Kesha, Electric Brixton review - a joyously sassy comeback

Kesha, Electric Brixton review - a joyously sassy comeback

Pop's party girl returns with a tight band and a fistful of feisty songs

Ms Blue Sky, please tell us why you had to hide away for so long

There are more clothes flying Kesha’s way than onto the stage at a Las Vegas Tom Jones concert in the mid-Seventies. She started it. As she introduced her 2010 single “Take It Off”, she announced that since things were so hot she’d be discarding a few items. Duly, she removes the heavy, dark velveteen jacket, decorated with embroidered red roses, that she’s been wearing so far, and undoes her shiny gold shirt down to her sternum, revealing her bra. The song kicks in and the capacity crowd go nuts as she attacks her ballsy ode to a party hole “where they go hardcore and there's glitter on the floor”. A hail of tops bounces about the venue. Behind me a young woman, naked from the waist up, boogies like a headbanger.

Kesha’s freed-up party persona is contagious, the more so because her five-piece band, similarly clad in velveteen suits, with glittery cowboy ties, transform her older, electro-pop material into a Memphis-style rhythm'n'blues rock-out. They’re assisted by two male dancers/backing singers, one shaven-headed in glasses, the other a long-haired Adonis. This pair deliberately subvert the usual pop imagery by playing the coquette-ish role usually taken by female dancers, notably on opening number “Woman”, a horn-boosted feminist anthem on which the whole crowd shouts out the, “I’m a motherfucking woman!” chorus.

The bastards and assholes clearly haven’t broken Kesha

Of course, this sole British Kesha concert of 2017, amid a PR-announced “Kesha Takes Over the UK” campaign, is the European culmination of a comeback.

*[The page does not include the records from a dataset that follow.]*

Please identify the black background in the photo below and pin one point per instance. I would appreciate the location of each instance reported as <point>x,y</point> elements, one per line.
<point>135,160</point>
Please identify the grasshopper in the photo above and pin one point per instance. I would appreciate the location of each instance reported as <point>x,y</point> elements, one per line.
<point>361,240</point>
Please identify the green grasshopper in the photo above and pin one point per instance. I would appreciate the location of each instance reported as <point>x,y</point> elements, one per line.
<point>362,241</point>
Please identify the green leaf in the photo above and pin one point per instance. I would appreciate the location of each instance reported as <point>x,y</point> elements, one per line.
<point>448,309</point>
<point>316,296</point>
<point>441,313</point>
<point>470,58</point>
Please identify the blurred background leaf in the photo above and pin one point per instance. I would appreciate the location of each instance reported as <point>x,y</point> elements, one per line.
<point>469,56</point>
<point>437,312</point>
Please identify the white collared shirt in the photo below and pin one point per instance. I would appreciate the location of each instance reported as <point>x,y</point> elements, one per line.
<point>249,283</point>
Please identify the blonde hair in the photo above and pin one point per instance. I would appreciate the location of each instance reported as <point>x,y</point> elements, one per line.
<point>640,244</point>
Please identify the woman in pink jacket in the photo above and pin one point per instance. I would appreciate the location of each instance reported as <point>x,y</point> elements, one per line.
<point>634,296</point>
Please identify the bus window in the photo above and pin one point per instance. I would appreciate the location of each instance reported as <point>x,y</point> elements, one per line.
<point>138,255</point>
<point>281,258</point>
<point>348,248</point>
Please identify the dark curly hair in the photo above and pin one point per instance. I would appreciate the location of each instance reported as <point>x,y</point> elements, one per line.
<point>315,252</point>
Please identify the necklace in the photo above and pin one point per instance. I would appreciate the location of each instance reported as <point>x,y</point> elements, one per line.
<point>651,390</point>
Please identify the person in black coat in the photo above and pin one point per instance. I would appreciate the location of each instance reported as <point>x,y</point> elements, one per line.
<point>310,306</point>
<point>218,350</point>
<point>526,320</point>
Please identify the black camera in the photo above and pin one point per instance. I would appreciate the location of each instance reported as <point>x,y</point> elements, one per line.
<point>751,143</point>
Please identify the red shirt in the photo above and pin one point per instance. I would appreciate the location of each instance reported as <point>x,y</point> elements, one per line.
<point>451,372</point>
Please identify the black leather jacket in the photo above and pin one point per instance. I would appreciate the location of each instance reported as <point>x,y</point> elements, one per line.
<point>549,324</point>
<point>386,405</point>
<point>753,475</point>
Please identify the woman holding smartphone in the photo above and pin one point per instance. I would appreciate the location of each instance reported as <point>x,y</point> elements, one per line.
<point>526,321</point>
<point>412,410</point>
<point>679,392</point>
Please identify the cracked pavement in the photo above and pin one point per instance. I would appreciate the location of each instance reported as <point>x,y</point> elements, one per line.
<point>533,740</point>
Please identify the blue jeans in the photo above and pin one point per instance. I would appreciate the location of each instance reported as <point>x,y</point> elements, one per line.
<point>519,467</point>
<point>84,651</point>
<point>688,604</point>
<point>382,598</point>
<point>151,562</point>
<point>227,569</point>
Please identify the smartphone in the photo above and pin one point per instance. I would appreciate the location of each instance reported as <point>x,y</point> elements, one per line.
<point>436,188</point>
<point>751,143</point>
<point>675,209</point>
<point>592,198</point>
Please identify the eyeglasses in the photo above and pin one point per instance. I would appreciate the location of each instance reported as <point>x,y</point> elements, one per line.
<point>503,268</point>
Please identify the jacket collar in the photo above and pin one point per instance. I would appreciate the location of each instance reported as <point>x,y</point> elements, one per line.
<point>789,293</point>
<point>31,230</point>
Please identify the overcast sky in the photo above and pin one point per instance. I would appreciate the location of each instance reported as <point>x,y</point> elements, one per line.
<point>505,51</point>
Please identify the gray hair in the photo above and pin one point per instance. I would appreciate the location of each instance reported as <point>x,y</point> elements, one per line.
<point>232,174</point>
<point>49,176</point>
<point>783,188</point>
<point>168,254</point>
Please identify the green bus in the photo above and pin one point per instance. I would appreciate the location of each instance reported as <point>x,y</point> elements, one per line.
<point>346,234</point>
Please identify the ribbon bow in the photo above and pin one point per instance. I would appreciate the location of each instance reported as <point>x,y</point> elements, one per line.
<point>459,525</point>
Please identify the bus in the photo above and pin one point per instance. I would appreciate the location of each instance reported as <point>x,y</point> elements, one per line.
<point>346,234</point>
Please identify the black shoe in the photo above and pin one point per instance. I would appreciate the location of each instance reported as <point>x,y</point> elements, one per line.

Kesha has been through years of misery, resulting from a bitter, convoluted and well-documented legal conflict with the man who discovered her, Dr Luke. The songs on her recent album, Rainbow, deal with the subject, with her alleged abuse, exorcising it and finding empowerment in song. Perhaps more interestingly, in terms of her music, Rainbow is also about Kesha exploring new ways to express herself. Her work with The Flaming Lips, her country-rockin’ Yeast Infection outfit, and last year’s Kesha and the Creepies rock’n’roll tour all showed an artist keen to break free of the chart-pop straitjacket. Now she almost has, and the way the audience knows her new material seems to thrill her.

Indeed, when she brings her mum, the songwriter Pebe Sebert, on to help sing the strummed, Jonathan Richman-esque ballad “Godzilla”, one of Rainbow’s finest songs, and one her mother wrote, Kesha is so overcome with emotion she has to stop singing for a moment. Mostly, though, there are no such hiccups, as she shakes her waist-length pink hair extensions gleefully around, spits water – and later beer – over the audience, and hurls out towels she’s mopped her face with (“This is a big one – you can tear it into little pieces and share it”).

She’s given to very American emotional pleas, and proclamations of love for her fans. During “We R Who We R” she gives a speech about gender rights, saying there’s “no more room for hate and discrimination”. The crowd love her, very vocally. They’re mostly in their twenties and lathered in glitter, assisted by the handfuls of it Kesha and her band throw over them during the gig. They all yodel along with her jolly cowgirl stalker number “Hunt You Down” and sway, eyes closed during the new, kitsch-psychedelia number “Spaceship”, during which Kesha changes from her suit into a white, short-sleeved crochet-style dress and backwoods cowboy hat. On the final pre-encore song the whole Electric Brixton sings the self-empowerment anthem “Praying”, as if it were a hymn.

To finish the show, it’s time to go bananas as Kesha pulls her mega-hit “Tik Tok” out of the bag and the two dancers fire confetti over us. It’s one of the 21st century’s monster pop songs, a hedonist ultra-blast, and Kesha is sometimes almost inaudible beneath the crowd chorusing. She then ends with Rainbow album-opener “Bastards”, a big country-flavoured “fuck you” tune which explodes into a “Hey Jude” style “nah nah nah” vocal, accompanied by a tickertape cannon filling the air with flutter. “Don’t let the bastards get you down/Oh no, don’t let the assholes wear you out,” we all yell along. An apt close, to roaring applause. The bastards and assholes clearly haven’t broken Kesha. She seems like a woman who’s only just blooming into the artist she wants to be.

Overleaf: watch a caped Kesha perform "Learn to Let Go" at the MTV Europe Music Awards 2017

There are more clothes flying Kesha’s way than onto the stage at a Las Vegas Tom Jones concert in the mid-Seventies. She started it. As she introduced her 2010 single “Take It Off”, she announced that since things were so hot she’d be discarding a few items. Duly, she removes the heavy, dark velveteen jacket, decorated with embroidered red roses, that she’s been wearing so far, and undoes her shiny gold shirt down to her sternum, revealing her bra. The song kicks in and the capacity crowd go nuts as she attacks her ballsy ode to a party hole “where they go hardcore and there's glitter on the floor”. A hail of tops bounces about the venue. Behind me a young woman, naked from the waist up, boogies like a headbanger.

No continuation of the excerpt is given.